In the stories we tell about teaching and research, we generally cast teaching as the beneficiary of burning the midnight oil over, say, obscure Reformation polemics or the works of the Bollandists. Scholarship keeps us attuned to "what's going on," keeps us energized, keeps us from eternally lecturing from the proverbial yellowed sheet of paper. (Whether, in this age of iPads, anyone lectures from yellowed sheets of paper is, of course, open to question.) And scholarship does do these things, even if the scholar in question never teaches the subject of his or her own research. (Bad religious poetry from The Protestant Magazine? Probably not going to be attractive to undergrads.) My work on anti-Catholicism, for example, is proving awfully handy in the Gothic course; I gave a down-and-dirty brief lecture on anti-Catholic tropes just this week, as it happens.

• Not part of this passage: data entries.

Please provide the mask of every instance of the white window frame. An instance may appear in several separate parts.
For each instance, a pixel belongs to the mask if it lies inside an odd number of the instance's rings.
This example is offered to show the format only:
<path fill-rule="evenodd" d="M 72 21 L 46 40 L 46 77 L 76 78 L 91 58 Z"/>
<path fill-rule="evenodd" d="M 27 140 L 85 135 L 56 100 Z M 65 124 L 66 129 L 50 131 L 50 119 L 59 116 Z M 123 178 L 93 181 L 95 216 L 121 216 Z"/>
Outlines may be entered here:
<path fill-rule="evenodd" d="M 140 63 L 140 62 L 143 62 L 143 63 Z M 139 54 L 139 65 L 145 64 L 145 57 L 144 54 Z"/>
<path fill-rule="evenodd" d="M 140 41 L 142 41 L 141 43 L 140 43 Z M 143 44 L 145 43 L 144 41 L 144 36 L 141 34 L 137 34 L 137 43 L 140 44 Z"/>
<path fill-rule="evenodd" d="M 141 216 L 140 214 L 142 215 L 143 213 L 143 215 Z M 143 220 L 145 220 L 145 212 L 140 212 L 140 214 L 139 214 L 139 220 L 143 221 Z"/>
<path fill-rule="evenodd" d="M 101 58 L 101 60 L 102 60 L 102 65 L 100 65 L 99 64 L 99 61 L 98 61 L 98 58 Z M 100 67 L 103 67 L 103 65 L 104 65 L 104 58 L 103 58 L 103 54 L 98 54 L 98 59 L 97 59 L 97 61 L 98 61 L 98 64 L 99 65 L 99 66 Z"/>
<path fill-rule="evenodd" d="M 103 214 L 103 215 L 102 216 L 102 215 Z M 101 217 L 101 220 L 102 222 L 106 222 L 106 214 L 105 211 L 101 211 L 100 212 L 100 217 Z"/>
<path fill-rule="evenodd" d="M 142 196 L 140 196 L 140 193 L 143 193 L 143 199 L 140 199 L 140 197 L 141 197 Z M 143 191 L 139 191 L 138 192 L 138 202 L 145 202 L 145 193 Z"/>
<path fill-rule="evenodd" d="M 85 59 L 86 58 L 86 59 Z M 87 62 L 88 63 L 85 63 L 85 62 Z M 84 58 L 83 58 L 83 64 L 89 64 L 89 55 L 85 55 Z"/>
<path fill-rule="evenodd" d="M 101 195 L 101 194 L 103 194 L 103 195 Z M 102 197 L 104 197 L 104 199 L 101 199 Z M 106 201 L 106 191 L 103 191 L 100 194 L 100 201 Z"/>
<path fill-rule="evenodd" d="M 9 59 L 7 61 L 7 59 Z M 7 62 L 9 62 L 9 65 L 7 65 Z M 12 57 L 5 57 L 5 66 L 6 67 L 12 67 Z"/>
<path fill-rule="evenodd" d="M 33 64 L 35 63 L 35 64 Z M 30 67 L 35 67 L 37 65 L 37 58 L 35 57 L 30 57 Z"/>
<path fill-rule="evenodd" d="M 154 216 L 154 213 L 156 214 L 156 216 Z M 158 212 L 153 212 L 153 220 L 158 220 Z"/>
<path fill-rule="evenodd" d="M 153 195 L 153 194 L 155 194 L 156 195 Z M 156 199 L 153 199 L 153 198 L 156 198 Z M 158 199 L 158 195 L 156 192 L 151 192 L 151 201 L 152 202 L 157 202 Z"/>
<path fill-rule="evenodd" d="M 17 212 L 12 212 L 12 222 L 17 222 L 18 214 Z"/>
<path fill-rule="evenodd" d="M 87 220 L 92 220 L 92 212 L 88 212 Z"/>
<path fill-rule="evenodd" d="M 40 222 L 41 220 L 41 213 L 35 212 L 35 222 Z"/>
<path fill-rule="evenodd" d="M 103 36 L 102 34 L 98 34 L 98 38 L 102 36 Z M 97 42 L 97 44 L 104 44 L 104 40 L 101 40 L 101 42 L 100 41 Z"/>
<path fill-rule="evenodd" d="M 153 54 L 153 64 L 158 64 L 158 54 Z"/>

But we rarely talk about how teaching provokes or affects our research. This evening, while prepping tomorrow's class on Horace Walpole's The Mysterious Mother, I suddenly found myself working out how to talk about the White Lady of Avenel as a non-problem in Walter Scott's The Monastery and The Abbot duology. (Why she's usually treated as a problem: supernatural figure wandering about loose in the otherwise realist first novel, who then gets the delete-key treatment in the second. See also the history of critical unhappiness with The Bride of Lammermoor.) Or, more directly, an article I have coming out in just a few weeks emerged from a "wait, haven't I seen this before?" moment while rereading Vanity Fair for a seminar. Both instances, you'll note, were very spur-of-the-moment, very unexpected--something that's also important for scholarship. How can we ever know what will help us to learn some new thing or break through some old mental block?
In the stories we tell about teaching and research, we generally cast teaching as the beneficiary of burning the midnight oil over, say, obscure Reformation polemics or the works of the Bollandists.
I like how you use the phrase "stories we tell," which connotes a certain amount of skepticism about the claim, and I like it mostly because I've become more skeptical over time that research affects teaching skill, especially at the undergrad level, when students need so much help with basic skills like close reading and simple analysis. The gap between those things and research on the Bollandists (or, in my case, the academic novel) seems pretty damn wide—which is one of the points that Louis Menand makes in The Marketplace of Ideas:
Would your lecture in the Gothic course really have been substantially worse without current research? Maybe.
Posted by: jseliger.com | February 03, 2012 at 02:56 AM
I have at least one colleague whose yellow-pad lecture notes (based, as near as I can tell, on class notes taken in the late '80s) I have -- against my better judgement -- found in my classroom and returned. I didn't have the forethought to get a picture, though, which I deeply regret.
This is the same colleague whose World Since 1500 surveys never leave Europe and rarely get past Napoleon.